Field of the Invention
This invention relates generally to integrated circuits and bipolar transistors formed therein, and relates more particularly to a structure for a bipolar transistor having its base contact outside the isolation region and having a self-aligned emitter-base spacer thereby reducing the transistor cell size and improving the transistor's electrical characteristics.
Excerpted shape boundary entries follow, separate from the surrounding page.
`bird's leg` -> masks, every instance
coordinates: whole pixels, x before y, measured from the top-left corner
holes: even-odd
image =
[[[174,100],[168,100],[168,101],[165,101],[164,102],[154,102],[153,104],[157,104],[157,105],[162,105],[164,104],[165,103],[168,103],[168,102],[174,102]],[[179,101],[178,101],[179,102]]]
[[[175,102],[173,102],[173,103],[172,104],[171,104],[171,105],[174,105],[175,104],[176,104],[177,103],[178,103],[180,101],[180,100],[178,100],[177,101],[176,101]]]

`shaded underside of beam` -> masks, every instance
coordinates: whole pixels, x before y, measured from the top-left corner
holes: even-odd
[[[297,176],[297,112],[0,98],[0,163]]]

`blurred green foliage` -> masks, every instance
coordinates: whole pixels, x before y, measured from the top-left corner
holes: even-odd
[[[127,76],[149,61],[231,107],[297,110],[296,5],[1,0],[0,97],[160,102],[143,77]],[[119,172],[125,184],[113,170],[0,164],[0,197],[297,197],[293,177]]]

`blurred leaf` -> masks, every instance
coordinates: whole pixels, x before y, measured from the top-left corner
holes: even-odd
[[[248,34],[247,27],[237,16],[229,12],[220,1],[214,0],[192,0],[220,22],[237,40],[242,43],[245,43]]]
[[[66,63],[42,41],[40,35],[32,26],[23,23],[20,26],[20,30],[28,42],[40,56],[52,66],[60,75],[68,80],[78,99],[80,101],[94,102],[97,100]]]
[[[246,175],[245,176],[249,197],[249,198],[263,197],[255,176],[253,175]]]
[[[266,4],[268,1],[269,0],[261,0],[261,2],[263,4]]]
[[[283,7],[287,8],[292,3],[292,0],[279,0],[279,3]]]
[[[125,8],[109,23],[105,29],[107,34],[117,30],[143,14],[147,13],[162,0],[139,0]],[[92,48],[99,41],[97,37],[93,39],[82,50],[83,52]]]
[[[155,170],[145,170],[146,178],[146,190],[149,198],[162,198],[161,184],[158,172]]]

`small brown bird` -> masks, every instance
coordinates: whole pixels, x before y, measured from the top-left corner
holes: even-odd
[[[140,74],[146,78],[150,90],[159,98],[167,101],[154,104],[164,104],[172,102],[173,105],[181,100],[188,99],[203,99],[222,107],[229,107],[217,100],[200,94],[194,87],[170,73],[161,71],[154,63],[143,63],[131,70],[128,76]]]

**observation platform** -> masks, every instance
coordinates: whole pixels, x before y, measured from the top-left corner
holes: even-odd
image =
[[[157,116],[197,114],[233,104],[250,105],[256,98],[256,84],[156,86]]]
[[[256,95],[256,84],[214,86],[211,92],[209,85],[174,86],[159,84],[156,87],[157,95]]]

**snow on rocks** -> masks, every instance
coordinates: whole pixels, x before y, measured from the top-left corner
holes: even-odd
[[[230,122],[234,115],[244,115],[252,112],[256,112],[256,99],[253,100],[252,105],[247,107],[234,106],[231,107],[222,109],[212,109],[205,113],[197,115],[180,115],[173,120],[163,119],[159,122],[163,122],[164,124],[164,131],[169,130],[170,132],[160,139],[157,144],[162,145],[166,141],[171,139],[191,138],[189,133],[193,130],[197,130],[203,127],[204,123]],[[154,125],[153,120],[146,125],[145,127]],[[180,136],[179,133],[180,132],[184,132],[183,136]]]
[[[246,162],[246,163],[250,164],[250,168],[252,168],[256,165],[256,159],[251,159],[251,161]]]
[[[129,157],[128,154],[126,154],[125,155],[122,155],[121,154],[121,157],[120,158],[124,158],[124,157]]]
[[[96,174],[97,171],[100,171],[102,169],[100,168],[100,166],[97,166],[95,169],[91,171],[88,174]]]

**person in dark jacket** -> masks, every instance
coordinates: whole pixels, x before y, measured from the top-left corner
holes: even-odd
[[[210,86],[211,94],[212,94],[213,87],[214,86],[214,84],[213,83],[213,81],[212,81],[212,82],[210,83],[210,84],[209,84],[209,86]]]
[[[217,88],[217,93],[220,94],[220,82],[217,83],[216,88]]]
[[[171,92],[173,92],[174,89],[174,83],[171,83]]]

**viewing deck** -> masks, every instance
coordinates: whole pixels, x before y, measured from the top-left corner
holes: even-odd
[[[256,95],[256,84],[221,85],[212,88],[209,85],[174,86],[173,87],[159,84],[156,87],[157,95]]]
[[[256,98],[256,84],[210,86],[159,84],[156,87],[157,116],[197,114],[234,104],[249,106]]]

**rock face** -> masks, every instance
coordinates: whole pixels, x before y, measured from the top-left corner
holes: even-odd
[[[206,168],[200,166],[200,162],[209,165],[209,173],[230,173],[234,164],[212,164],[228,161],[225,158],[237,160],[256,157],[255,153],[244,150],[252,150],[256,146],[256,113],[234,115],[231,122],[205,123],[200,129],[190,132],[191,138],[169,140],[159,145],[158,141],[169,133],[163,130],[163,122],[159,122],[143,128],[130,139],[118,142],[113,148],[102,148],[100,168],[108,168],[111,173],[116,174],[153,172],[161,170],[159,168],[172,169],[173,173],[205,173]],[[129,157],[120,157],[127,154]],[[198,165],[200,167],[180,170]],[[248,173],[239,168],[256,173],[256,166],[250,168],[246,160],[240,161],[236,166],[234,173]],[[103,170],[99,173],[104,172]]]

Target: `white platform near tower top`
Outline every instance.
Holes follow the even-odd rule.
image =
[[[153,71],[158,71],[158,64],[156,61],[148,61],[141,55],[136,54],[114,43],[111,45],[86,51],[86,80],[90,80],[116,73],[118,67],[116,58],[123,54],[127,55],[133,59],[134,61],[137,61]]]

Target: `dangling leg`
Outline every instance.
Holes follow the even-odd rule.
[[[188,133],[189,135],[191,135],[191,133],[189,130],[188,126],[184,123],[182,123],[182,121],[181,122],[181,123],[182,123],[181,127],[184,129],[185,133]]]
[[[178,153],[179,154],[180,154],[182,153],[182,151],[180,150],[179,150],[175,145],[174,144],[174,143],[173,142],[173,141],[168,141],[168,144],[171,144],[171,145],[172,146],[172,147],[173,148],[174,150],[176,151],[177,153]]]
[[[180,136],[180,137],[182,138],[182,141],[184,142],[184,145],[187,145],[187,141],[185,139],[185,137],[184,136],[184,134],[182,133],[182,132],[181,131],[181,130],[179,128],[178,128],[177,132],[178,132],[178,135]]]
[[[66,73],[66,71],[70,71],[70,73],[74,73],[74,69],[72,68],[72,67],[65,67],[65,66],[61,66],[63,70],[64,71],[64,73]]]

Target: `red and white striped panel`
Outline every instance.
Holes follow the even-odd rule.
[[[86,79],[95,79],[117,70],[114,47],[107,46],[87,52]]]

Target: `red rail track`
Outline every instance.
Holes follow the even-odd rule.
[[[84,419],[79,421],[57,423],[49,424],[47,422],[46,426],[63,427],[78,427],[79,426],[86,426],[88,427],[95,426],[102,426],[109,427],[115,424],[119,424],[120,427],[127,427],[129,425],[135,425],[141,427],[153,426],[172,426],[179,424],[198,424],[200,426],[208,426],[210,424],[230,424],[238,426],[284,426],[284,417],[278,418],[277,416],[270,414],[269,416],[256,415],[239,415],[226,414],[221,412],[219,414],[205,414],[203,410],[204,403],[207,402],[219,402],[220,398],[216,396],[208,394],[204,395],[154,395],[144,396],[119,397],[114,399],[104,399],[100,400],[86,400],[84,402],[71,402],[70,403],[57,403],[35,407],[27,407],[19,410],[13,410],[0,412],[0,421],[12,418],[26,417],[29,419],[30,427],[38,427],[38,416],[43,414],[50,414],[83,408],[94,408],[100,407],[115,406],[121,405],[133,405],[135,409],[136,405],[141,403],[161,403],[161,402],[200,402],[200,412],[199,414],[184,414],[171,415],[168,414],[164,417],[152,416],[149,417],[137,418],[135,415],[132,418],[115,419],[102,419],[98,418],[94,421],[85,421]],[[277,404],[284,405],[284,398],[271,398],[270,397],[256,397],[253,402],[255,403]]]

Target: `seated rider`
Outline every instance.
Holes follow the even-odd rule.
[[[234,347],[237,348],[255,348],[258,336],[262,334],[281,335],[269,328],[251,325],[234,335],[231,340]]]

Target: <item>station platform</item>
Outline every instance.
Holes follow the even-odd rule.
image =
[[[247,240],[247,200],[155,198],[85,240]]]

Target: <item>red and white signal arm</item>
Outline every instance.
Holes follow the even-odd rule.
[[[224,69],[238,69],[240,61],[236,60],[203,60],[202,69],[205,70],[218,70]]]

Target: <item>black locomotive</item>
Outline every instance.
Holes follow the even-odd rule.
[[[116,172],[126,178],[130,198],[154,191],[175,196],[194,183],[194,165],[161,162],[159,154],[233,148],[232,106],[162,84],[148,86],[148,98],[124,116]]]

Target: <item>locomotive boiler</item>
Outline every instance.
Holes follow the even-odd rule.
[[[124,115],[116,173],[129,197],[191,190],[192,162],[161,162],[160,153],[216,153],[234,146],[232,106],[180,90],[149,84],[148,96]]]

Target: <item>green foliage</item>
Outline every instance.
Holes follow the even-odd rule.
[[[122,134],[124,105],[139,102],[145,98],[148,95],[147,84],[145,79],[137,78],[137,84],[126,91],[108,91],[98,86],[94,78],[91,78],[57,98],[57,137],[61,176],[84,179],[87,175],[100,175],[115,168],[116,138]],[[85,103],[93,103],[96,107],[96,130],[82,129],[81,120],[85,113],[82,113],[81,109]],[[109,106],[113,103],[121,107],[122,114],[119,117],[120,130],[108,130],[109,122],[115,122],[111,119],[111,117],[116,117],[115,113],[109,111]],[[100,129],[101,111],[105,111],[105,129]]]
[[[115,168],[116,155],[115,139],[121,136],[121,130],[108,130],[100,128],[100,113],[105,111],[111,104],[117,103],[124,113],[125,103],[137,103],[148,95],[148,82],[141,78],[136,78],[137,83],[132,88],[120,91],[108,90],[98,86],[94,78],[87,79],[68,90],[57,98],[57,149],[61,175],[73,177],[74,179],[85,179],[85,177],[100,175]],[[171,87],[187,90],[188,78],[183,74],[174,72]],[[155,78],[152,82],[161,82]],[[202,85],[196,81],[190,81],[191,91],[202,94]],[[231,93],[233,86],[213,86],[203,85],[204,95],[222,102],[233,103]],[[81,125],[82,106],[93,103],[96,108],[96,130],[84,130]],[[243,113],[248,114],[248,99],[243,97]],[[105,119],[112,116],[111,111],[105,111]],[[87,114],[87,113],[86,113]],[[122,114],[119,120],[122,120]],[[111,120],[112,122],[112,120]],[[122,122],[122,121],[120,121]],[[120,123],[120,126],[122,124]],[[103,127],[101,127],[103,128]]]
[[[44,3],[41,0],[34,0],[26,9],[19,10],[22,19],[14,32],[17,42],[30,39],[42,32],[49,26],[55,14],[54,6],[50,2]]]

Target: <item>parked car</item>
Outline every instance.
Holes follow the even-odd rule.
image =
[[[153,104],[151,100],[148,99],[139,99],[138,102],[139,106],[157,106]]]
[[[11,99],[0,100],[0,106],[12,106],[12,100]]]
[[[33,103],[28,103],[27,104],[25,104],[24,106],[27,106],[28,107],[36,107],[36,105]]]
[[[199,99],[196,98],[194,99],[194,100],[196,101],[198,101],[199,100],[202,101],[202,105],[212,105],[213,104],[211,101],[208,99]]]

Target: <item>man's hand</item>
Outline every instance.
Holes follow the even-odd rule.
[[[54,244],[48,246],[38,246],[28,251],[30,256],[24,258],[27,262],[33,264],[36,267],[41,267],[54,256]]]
Parasitic and inherent capacitances and resistances in integrated circuit structures are the principal limiting factors on switching speed and cutoff frequency. Some of these capacitances and resistances are parasitic, i.e., present only because of the integrated structure of the transistor. Others are inherently present because of the junction nature of a transistor and its peculiar geometry. For example, any transistor has a base spreading resistance caused by the long narrow path of current in the base to the emitter and collector junctions. In addition there is a parasitic resistance caused by the contact structure from the external base terminal to the base region of the transistor in the semiconductor lattice. Further, there is an emitter capacitance and a collector capacitance both of which arise from the presence of PN junctions in the device. The emitter and collector capacitances are the sum of the diffusion capacitances and the space charge capacitances across the emitter-base and base-collector junctions respectively. The areas of these junctions affect the value of these capacitances with larger areas causing larger capacitances. Therefore smaller transistors have smaller parasitic capacitances.
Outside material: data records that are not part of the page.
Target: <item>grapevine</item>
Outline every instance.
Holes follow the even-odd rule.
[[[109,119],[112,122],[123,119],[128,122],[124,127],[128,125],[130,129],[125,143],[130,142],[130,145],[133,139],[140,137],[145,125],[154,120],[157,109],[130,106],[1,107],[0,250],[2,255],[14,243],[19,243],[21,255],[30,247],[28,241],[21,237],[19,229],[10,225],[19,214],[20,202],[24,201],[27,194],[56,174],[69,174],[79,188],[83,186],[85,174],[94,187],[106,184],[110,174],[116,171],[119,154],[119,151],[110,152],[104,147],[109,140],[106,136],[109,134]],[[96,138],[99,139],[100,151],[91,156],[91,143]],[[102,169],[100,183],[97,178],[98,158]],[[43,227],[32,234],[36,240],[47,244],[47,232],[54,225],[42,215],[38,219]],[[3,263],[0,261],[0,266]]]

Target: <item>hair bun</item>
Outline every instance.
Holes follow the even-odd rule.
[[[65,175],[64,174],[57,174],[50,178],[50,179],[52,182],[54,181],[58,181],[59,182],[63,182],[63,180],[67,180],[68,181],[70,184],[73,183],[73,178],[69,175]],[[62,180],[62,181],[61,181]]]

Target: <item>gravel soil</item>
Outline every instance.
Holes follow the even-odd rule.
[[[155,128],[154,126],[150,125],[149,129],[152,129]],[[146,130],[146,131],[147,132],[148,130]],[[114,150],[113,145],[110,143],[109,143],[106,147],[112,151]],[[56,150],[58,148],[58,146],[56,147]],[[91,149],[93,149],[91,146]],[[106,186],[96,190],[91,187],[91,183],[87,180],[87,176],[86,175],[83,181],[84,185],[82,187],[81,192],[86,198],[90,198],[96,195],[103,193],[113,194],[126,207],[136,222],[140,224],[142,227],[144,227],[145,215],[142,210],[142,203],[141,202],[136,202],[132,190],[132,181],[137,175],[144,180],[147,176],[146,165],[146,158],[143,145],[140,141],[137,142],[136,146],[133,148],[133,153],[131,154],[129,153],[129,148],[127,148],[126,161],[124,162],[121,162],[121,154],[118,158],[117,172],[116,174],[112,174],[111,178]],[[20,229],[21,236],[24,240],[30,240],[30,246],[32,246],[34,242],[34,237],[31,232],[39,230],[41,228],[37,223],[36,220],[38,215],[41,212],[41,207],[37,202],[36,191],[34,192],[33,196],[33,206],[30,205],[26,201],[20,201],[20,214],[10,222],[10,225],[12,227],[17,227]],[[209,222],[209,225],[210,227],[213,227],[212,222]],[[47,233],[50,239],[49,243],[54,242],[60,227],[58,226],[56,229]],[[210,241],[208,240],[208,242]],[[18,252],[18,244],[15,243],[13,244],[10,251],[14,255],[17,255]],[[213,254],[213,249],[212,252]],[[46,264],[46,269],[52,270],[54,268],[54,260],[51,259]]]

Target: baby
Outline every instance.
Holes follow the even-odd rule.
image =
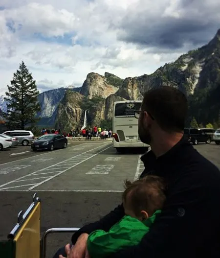
[[[126,246],[138,244],[150,229],[165,201],[162,178],[146,176],[133,183],[126,180],[122,195],[125,215],[106,232],[91,233],[87,248],[91,258],[104,258]]]

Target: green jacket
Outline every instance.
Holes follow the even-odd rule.
[[[91,233],[87,241],[91,258],[104,258],[123,247],[137,245],[149,231],[156,214],[161,212],[156,211],[143,222],[130,216],[124,216],[109,232],[100,230]]]

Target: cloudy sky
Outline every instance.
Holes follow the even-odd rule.
[[[149,74],[207,43],[219,0],[1,0],[0,94],[23,60],[41,91]]]

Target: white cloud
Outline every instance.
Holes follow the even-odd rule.
[[[203,1],[203,6],[206,2]],[[184,20],[190,4],[190,13],[196,15],[196,6],[192,2],[2,0],[1,6],[5,8],[0,10],[0,92],[6,90],[22,60],[39,87],[42,85],[41,90],[63,85],[79,86],[91,71],[102,74],[109,71],[122,78],[153,72],[189,50],[192,44],[184,42],[180,48],[171,50],[142,43],[140,45],[139,38],[145,34],[154,38],[154,32],[155,38],[160,39],[160,19]],[[213,22],[214,17],[220,17],[218,1],[209,2],[206,9]],[[207,21],[206,16],[206,23]],[[138,38],[136,41],[134,35]],[[121,40],[124,37],[124,42],[119,36]],[[210,34],[207,39],[205,34],[202,36],[203,40],[210,39]]]

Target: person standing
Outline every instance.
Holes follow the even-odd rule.
[[[188,106],[182,92],[164,86],[147,92],[140,110],[135,111],[140,139],[151,147],[141,158],[145,168],[140,178],[163,177],[168,184],[166,201],[140,243],[108,258],[220,256],[220,172],[184,136]],[[66,245],[54,257],[88,258],[89,234],[109,231],[124,215],[121,204],[83,226],[72,237],[74,245]]]

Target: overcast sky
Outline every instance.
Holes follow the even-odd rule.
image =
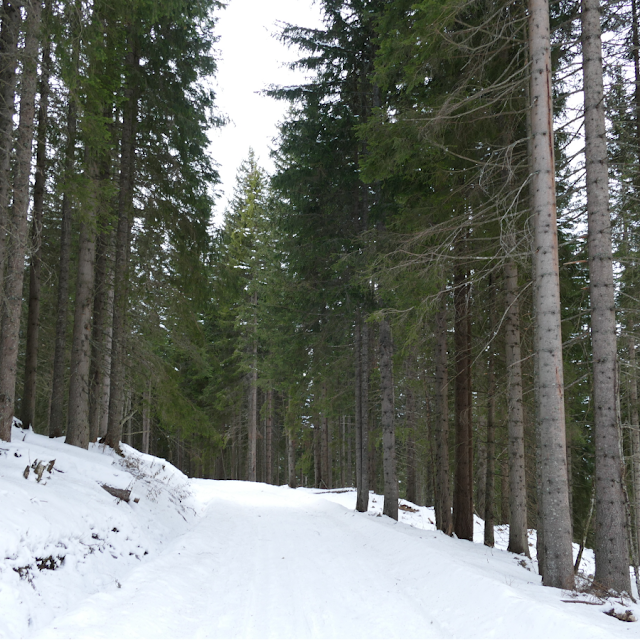
[[[288,49],[273,37],[279,31],[278,22],[316,27],[320,10],[313,0],[229,0],[218,17],[217,105],[229,124],[211,134],[212,154],[220,165],[222,180],[218,190],[223,193],[216,206],[217,222],[250,147],[262,167],[269,172],[273,168],[269,148],[287,105],[259,92],[271,84],[294,84],[304,79],[284,67],[299,56],[296,49]]]

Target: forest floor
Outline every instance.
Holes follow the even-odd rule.
[[[0,443],[0,638],[640,638],[605,615],[640,606],[543,588],[534,561],[403,504],[394,522],[374,494],[360,514],[353,491],[189,480],[16,429]]]

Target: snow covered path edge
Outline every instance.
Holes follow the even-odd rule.
[[[375,495],[358,514],[353,491],[188,481],[132,449],[23,435],[0,445],[0,638],[640,638],[603,614],[635,606],[564,603],[530,562],[436,532],[423,507],[396,523]],[[49,556],[64,561],[39,570]]]

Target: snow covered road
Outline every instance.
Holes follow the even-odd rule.
[[[511,554],[355,513],[353,494],[191,483],[191,529],[30,637],[640,637],[639,623],[561,603]]]

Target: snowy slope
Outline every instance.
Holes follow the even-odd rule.
[[[1,448],[3,638],[640,638],[603,613],[640,608],[562,602],[530,563],[434,531],[424,508],[396,523],[380,497],[354,512],[353,491],[187,481],[133,450],[123,462],[33,434]],[[40,484],[22,477],[25,457],[54,455]]]
[[[187,478],[123,447],[124,459],[15,428],[11,443],[0,442],[0,638],[28,637],[88,594],[117,587],[188,530]],[[31,467],[52,460],[38,483]],[[131,502],[102,484],[131,488]]]

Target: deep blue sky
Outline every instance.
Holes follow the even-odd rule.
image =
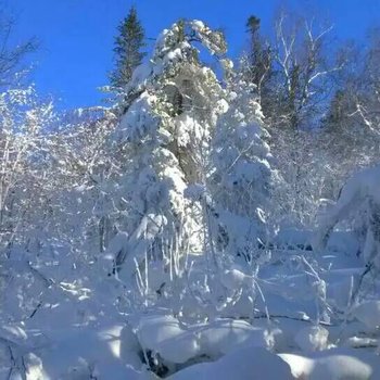
[[[40,92],[61,99],[61,106],[99,104],[97,87],[107,84],[116,26],[134,3],[148,37],[156,37],[179,17],[200,18],[224,27],[236,56],[245,43],[250,14],[268,30],[279,0],[3,0],[18,18],[15,38],[36,36],[41,48],[34,56],[33,79]],[[380,0],[288,0],[311,4],[328,16],[341,38],[362,38],[380,24]]]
When a high frequency switching waveform is applied across the base-emitter junction of a swtching transistor, the emitter and collector capacitors tend to shunt the high frequency components for which these capacitances represent very low impedances. That is, when the switching waveform changes states, the capacitors tend to act as momentary shorts. When a transistor changes states from off to on or vice versa, the base current causes elimination of excess minority carrier charge stored in the base to cut the transistor off or causes storage of minority carrier charge to drive the transistor into saturation. Because of the low impedances of the emitter and collector junction capacitances, this base current is temporarily shunted therby diverting it from these functions. This diversion of the base current into these capacitors occurs until they are charges up, at which time the base current can commence charge storage or elimination of stored excess minority carrier charge. These charge storage or charge elimination events must occur before the transistor can change states from off to on or vice versa. Because there is no immediate change in state when the input waveform across the base-emitter junction changes state, there is no immediate change in the collector current. The collector current will not change until such time as the parasitic and inherent capacitors charge up and the charge in the base begins to change. This charging or discharging rate of the base is established by the sizes of the various capacitors and by the magnitude of the base spreading resistance through which the charging currents flow. The charging or discharging rate is the principal limitation on the switching speed of the transistor.
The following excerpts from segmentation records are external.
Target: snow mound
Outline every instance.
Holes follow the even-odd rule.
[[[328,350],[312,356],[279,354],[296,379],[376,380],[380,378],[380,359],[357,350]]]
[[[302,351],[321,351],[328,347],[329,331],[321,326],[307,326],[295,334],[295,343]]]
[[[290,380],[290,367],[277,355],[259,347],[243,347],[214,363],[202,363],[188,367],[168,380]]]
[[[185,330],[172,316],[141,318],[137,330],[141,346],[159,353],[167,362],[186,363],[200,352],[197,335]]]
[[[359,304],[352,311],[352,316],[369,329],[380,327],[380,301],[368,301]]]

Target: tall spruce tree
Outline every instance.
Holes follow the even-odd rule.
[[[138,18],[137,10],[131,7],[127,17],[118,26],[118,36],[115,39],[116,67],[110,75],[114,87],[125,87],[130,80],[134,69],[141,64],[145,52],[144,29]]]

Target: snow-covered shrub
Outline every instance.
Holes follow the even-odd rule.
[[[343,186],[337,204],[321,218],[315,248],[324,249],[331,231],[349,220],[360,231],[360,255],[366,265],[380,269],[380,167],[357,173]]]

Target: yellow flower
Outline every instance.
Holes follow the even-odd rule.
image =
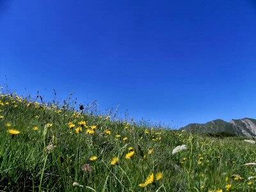
[[[91,161],[96,161],[98,160],[98,157],[97,156],[92,156],[89,159]]]
[[[19,134],[20,132],[19,132],[19,131],[16,130],[16,129],[8,129],[8,132],[12,135],[12,136],[15,136],[15,135],[17,135],[18,134]]]
[[[95,132],[94,131],[94,130],[92,129],[87,129],[86,130],[86,133],[88,134],[93,134]]]
[[[149,131],[148,131],[148,129],[146,129],[146,130],[145,131],[145,134],[148,134],[148,133],[149,133]]]
[[[12,124],[10,123],[7,123],[5,124],[5,126],[6,126],[7,127],[10,127],[12,126]]]
[[[229,191],[231,190],[232,185],[231,184],[227,184],[225,188],[226,188],[226,190],[227,191]]]
[[[108,129],[105,130],[104,132],[106,134],[111,134],[111,132]]]
[[[91,129],[92,129],[92,130],[95,130],[95,129],[97,129],[97,125],[92,125],[92,126],[91,126]]]
[[[129,148],[128,148],[128,150],[129,151],[132,151],[133,150],[133,147],[130,147]]]
[[[154,173],[150,173],[148,177],[147,177],[146,180],[144,183],[141,183],[139,185],[140,187],[145,188],[148,185],[152,184],[155,182],[155,177],[154,176]]]
[[[74,128],[75,127],[76,127],[75,124],[74,124],[72,122],[69,122],[68,123],[68,127],[70,129]]]
[[[80,133],[81,132],[82,132],[82,127],[78,127],[76,129],[76,133]]]
[[[47,128],[51,127],[52,127],[52,124],[47,124],[45,126]]]
[[[78,125],[81,125],[83,127],[86,125],[86,122],[85,121],[81,121],[78,123]]]
[[[161,180],[161,179],[163,179],[163,174],[162,172],[158,172],[158,173],[156,173],[156,180]]]
[[[111,161],[110,162],[110,164],[111,165],[116,165],[118,164],[118,163],[119,163],[119,158],[117,157],[113,157]]]
[[[127,153],[127,154],[125,155],[125,159],[132,159],[132,158],[133,157],[133,156],[134,156],[134,153],[135,153],[134,151],[131,151],[131,152]]]
[[[154,148],[150,148],[150,150],[148,150],[148,154],[153,154],[154,153]]]
[[[38,130],[38,127],[35,126],[34,127],[33,127],[33,130],[34,130],[34,131],[37,131],[37,130]]]
[[[253,184],[253,182],[252,180],[249,181],[249,182],[247,183],[247,184],[248,184],[248,186],[252,186]]]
To maximize switching speed, the values of the capacitances must be minimized and the base spreading resistance must be kept low to provide a low RC time constant.
Workers in the art have devised processing techniques to yield transistor structures which have lower base spreading resistances than commonly found in prior bipolar transistor structures. Such an advance is described in a co-pending patent application entitled "Self Aligned Silicide Base Contact For A Bipolar Transistor", Ser. No. 629,039, filed Jul. 9, 1984. There the base spreading resistance was reduced by reducing the length of the path which current between the emitter and base had to travel. This reduction in path was caused by use of a self aligned base and emitter contacts of silicide separated by self aligned, thin oxide spacer insulator regions thereby eliminating the clearances between the base and emitter contacts that formarly had to be observed under the design rules for mask alignment tolerances in processes using separate base and emitter masks.
Although this process and structure lowers the base spreading resistance, it does not lower the parasitic and inherent emitter and collector capacitances associated with the integrated transistor structure.
The purpose of the present invention is to reduce the magnitude of parasitic and inherent capacitances associated with the integrated bipolar transistor structures previously known.